Jegindø, locally pronounced 'Jenø', is a Danish island in the western part of the Limfjord. Since 1916 the island has been connected with the peninsula Thyholm via a dam. The main settlement is Jegind. Until 2007, the island was part of Thyholm Municipality, but now it is part of Struer Municipality. The population of Jegindø was 386 inhabitants as of 2025.
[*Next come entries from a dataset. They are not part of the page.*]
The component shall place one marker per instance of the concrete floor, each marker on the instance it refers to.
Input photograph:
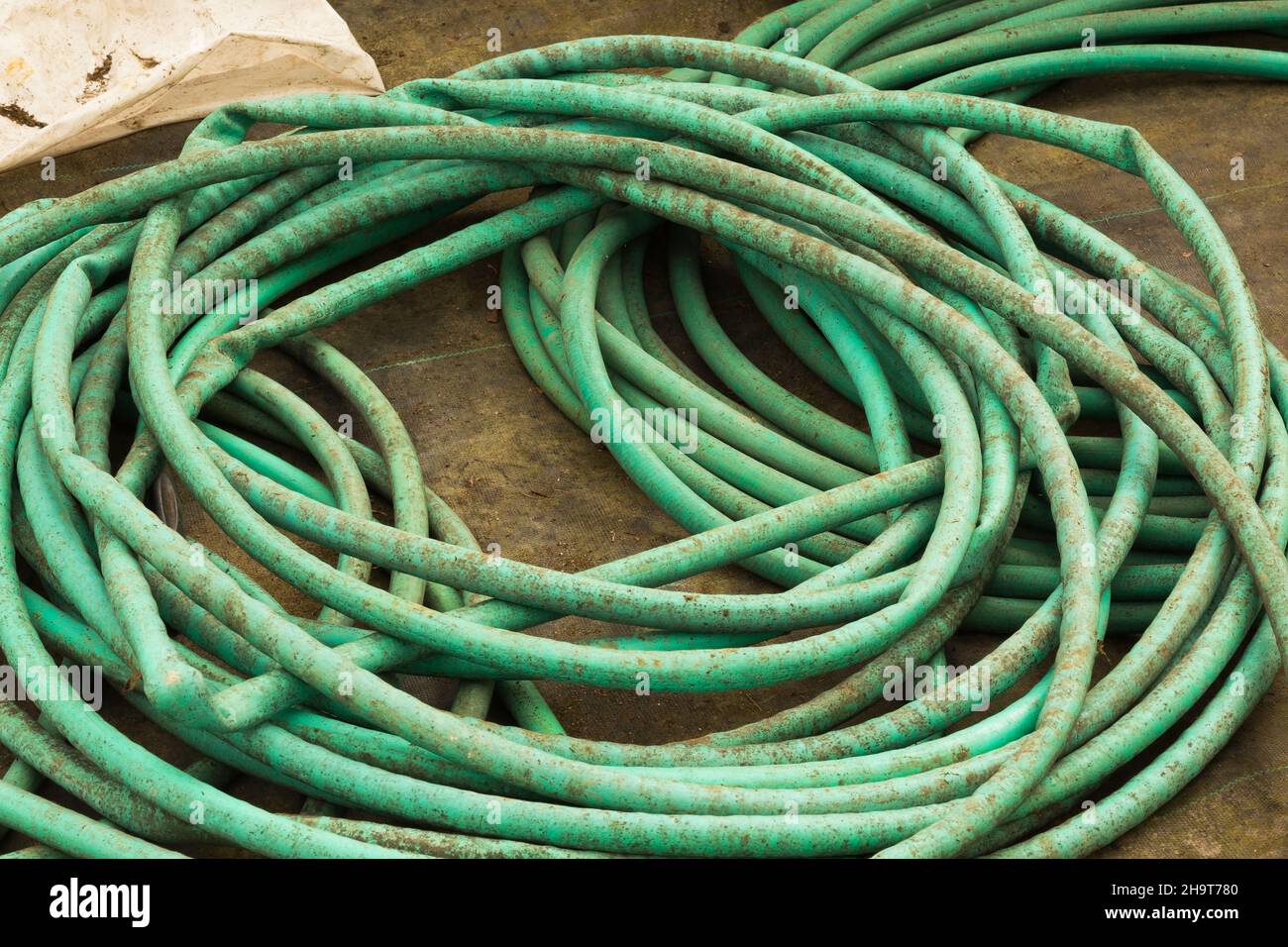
(523, 476)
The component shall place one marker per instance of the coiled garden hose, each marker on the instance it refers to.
(824, 151)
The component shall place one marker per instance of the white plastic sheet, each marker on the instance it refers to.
(75, 73)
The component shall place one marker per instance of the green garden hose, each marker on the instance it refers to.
(823, 151)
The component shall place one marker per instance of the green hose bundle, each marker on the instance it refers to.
(824, 151)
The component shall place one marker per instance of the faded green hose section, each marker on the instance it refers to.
(969, 328)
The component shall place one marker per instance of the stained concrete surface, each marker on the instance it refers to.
(523, 476)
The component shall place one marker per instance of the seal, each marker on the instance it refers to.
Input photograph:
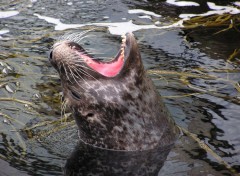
(115, 105)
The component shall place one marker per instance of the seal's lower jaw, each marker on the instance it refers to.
(108, 69)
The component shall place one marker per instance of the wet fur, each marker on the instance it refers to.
(124, 112)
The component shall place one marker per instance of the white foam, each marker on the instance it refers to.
(237, 3)
(118, 28)
(182, 3)
(145, 16)
(134, 11)
(6, 14)
(3, 31)
(215, 9)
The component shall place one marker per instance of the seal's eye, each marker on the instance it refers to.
(75, 95)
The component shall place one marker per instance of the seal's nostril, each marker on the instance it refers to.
(50, 55)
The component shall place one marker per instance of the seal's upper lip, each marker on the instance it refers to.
(110, 68)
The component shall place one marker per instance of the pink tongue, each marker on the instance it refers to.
(106, 69)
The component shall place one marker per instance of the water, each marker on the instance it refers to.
(207, 104)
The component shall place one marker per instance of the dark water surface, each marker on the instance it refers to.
(200, 87)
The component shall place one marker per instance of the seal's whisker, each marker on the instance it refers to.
(88, 68)
(73, 75)
(87, 74)
(81, 71)
(66, 72)
(79, 40)
(79, 76)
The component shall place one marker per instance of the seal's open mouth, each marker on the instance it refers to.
(108, 69)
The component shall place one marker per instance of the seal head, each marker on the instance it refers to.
(115, 105)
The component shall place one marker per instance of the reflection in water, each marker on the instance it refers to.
(88, 160)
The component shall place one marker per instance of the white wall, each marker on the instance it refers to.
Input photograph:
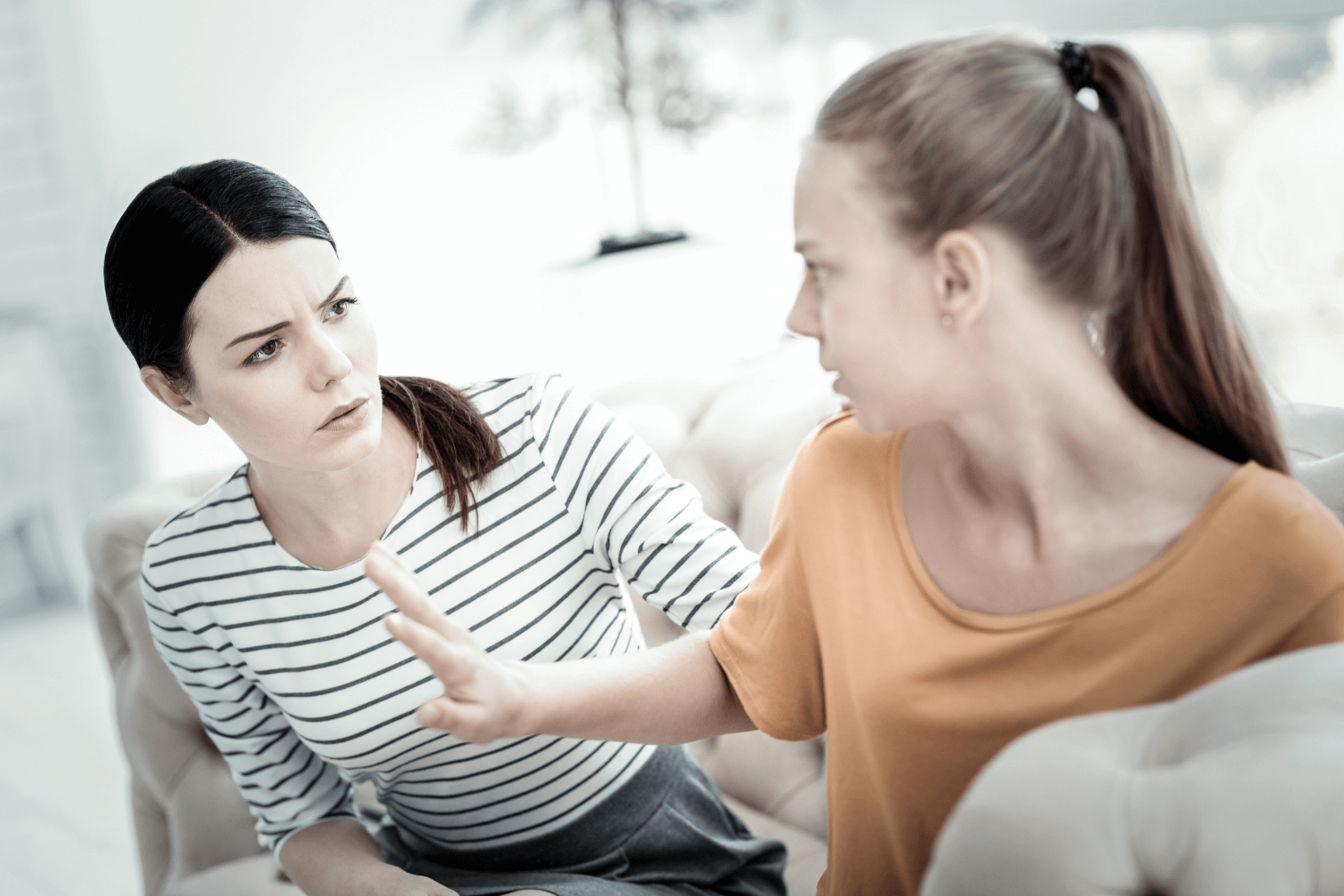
(467, 258)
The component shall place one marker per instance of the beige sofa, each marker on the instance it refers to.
(731, 437)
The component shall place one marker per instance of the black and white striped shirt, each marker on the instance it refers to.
(304, 692)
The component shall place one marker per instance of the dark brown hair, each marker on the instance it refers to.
(988, 131)
(451, 432)
(179, 228)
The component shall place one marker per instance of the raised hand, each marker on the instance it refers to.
(483, 697)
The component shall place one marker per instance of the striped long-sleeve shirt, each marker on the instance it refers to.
(303, 691)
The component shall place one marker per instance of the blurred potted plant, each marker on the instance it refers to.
(634, 45)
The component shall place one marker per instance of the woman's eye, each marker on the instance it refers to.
(265, 352)
(340, 306)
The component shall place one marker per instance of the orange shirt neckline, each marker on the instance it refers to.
(1018, 621)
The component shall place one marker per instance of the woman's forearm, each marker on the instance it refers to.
(674, 694)
(669, 694)
(336, 858)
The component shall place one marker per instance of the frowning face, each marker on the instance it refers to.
(868, 296)
(285, 359)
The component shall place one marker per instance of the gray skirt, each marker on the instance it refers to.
(663, 831)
Jegindø has a church near the center of the island, a harbour on the east coast, and a mission house. The harbour was expanded in 1989, but originally built in 1939. The church and the mission house were built in 1919 and 1888 respectively. Commercially, the main industries are fisheries, the sale of fish and mussels, and farming.

== Geography ==
Jegindø covers an area of 7.91 km^{2}. It is 6 km long and 3 km across at its widest point. There are no rivers, or lakes on Jegindø and almost no forest area. Hills dominate on the southern part of the island, while the northern part is mostly flat. The highest point on the island is near the east coast and is 13 metres above sea level.

== History ==
In 1523, Jegindø was gifted to Tyge Krabbe by the king, Frederick I of Denmark, and it was owned by his family in several generations. By 1805, farmers on the island had begun purchasing their own farms and land.

Before the dam that connected Jegindø to Thyholm was built in 1916, there was a ferry connection to Tambosund. In addition to this connection, there was also a rowing ferry sailing from the north-eastern part of the island to Mors up until the mid 1900s.